The lights will go out on this golden era.
"It's been my whole life," Housen said. "So to not have the team there is going to be a little strange. But, you know, it's time to move."
Golden State Warriors President Rick Welts says though the team will move its headquarters and training facility to San Francisco, it will not be leaving Oakland behind.
"It'll be a really a special moment," he said. "I think players, coaches, fans are all going to come to that realization and hopefully it's in the midst of a crazy celebration. But even if it's not I don't think it's going to take away from the memories of Oracle Arena."
He went on to say, "It's not without some sadness though, that we leave Oakland. But we're only leaving it in our physical proximity. We're not leaving it in our hearts and we're not going to be leaving it in our actions."

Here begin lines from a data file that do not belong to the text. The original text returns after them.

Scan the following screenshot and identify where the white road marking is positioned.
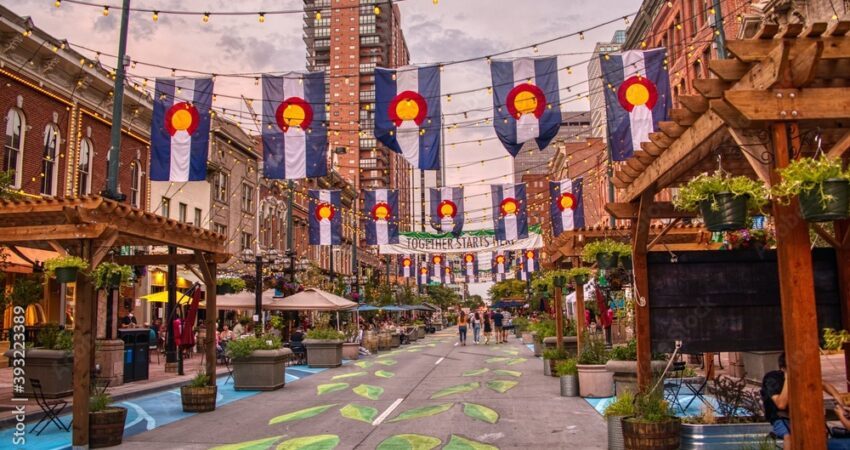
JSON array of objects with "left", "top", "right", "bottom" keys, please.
[
  {"left": 372, "top": 398, "right": 404, "bottom": 426},
  {"left": 435, "top": 357, "right": 444, "bottom": 365},
  {"left": 454, "top": 342, "right": 459, "bottom": 347}
]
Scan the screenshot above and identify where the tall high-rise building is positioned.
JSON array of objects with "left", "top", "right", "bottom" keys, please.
[
  {"left": 303, "top": 0, "right": 413, "bottom": 231},
  {"left": 512, "top": 111, "right": 592, "bottom": 182},
  {"left": 587, "top": 30, "right": 626, "bottom": 141}
]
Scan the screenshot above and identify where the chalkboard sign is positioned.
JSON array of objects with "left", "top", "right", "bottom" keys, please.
[{"left": 648, "top": 249, "right": 841, "bottom": 353}]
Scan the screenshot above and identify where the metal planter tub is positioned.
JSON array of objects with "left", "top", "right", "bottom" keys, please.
[
  {"left": 679, "top": 421, "right": 772, "bottom": 450},
  {"left": 607, "top": 415, "right": 626, "bottom": 450},
  {"left": 560, "top": 375, "right": 578, "bottom": 397}
]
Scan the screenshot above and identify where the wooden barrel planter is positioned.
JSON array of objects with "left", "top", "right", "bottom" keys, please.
[
  {"left": 798, "top": 179, "right": 850, "bottom": 222},
  {"left": 89, "top": 406, "right": 127, "bottom": 449},
  {"left": 180, "top": 385, "right": 217, "bottom": 412},
  {"left": 699, "top": 193, "right": 748, "bottom": 231},
  {"left": 622, "top": 417, "right": 680, "bottom": 450}
]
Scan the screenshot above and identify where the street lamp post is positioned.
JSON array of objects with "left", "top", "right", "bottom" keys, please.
[
  {"left": 240, "top": 248, "right": 281, "bottom": 331},
  {"left": 552, "top": 275, "right": 567, "bottom": 352}
]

The team is not likely to ever play in the Coliseum Arena again. Its offices and practice facility on top of a parking garage in downtown Oakland will become the epicenter of blue and gold pride for East Bay Warrior Fans.
"We're repurposing our existing headquarters facility for a community benefit to Oakland we'll be there for a long, long time to come," Welts said. "We're, you know, we're leaving in building. We're not leaving the city. We said that over and over again this year and I and I hope our actions will back up those words."
The offices will be turned over to Oakland based nonprofits. The training facility will become one of the largest basketball camps in the NBA.
The arena has more than 250 events scheduled for the next year. But none are likely to be as memorable as that last Warriors game.
"I hope a lot of people are going to walk away after that last Warriors game with a lot of really great memories," said Welts.